I and a friend are having an argument on what is the better technique to use in the following scenario:
An application we need to test has a number of components (lets call them Eggs); each component is a bag of predefined sub-components. These components are the input to our application, there is no way we can change/annotate these components at their source.
Now, we have a set of validators for each sub-component. It is not programatically possible to associate an Egg with its validators, so it has to be done manually for each new Egg (there are a finite number of eggs).
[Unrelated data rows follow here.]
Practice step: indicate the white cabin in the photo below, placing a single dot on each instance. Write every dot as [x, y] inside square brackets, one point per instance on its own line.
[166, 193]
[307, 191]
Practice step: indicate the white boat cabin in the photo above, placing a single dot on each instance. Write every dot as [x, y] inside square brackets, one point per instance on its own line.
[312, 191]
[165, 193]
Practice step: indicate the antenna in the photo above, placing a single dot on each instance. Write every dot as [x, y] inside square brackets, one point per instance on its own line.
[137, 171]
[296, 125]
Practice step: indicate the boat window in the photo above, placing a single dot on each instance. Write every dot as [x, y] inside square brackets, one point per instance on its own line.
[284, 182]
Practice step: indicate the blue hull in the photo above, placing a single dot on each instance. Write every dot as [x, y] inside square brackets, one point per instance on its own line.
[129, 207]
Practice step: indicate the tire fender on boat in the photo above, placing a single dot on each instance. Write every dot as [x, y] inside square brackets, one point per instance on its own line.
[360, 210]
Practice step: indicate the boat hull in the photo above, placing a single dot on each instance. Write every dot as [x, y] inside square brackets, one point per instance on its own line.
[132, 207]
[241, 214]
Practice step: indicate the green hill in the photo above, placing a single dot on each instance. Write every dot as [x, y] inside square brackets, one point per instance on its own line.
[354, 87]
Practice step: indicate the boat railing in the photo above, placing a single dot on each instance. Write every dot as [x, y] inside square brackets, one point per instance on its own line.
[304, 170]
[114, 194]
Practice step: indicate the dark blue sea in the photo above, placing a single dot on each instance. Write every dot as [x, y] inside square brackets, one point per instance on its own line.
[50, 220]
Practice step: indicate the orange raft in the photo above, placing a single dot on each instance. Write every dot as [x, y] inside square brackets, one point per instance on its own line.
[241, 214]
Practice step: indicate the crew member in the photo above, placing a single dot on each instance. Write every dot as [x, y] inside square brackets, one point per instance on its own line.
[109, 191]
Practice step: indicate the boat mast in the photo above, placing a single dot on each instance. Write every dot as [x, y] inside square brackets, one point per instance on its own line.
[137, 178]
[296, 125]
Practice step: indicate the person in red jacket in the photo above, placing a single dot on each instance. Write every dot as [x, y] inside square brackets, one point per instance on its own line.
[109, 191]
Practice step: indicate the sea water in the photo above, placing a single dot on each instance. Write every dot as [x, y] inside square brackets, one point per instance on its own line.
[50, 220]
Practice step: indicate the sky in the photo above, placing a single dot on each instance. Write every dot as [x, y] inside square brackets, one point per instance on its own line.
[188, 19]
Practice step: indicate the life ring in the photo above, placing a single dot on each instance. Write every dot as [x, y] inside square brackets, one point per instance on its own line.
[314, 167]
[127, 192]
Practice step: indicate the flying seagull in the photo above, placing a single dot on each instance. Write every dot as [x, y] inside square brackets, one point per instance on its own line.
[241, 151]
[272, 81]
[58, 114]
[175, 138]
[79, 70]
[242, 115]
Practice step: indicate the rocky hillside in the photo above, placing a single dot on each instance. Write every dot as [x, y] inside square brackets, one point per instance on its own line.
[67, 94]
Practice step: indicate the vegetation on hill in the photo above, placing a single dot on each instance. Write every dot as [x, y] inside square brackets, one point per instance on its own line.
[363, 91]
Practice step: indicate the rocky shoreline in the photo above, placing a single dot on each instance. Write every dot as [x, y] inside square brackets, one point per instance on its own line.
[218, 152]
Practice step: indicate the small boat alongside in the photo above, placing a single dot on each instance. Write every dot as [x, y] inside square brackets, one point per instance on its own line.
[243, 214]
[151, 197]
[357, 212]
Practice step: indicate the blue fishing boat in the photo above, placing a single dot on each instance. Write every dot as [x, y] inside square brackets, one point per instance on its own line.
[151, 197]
Once the mapping is done, we can run each validator for each Egg to see if the Egg is good or rotten.
Now, my way of doing it is to have a config file which consists of the mapping between each Egg and its validators. Eg:
{
Egg1: [validator1, validator2]
Egg2: [validator5, validator7, validator2]
}
Now we can read this file and use reflections to select the appropriate validator (from the list of all classes implementing IValidator) for each Egg.
My friend is averse to using reflections, and prefers to add a new C# class for each Egg everytime a new type of Egg is added. The class represents the Egg and runs the appropriate validators for that Egg.
Which way is better? I prefer the reflections method because everytime a new type of Egg shows up all we need to do is edit the config.
To clarify, an Egg is a selection from predefined list of sub-components. Assume that there will be no more sub-components, and hence there is no need for new validators. We cannot enumerate all possible Eggs because there are too many.
8
Which way is better?
Based on what you’ve described, adding a new class is way better.
why?
Because editing a config is just as hard/painful as editing code, except it’s tons more error prone and requires more work to setup – and nobody coming into your company knows what the hell this config is, or what format it’s in, or where to find it.
Now, if you could use reflection to inspect the Eggs and see what sub-components they have (and you don’t have significant performance requirements), that seems like an even better solution…
1
I think the other answers are being a bit too simplistic.
My approach would probable by to put it in configuration in code. I.e. keep the same data structure you were thinking for your configuration file, but don’t put it in an external configuration file. Instead, build it in code.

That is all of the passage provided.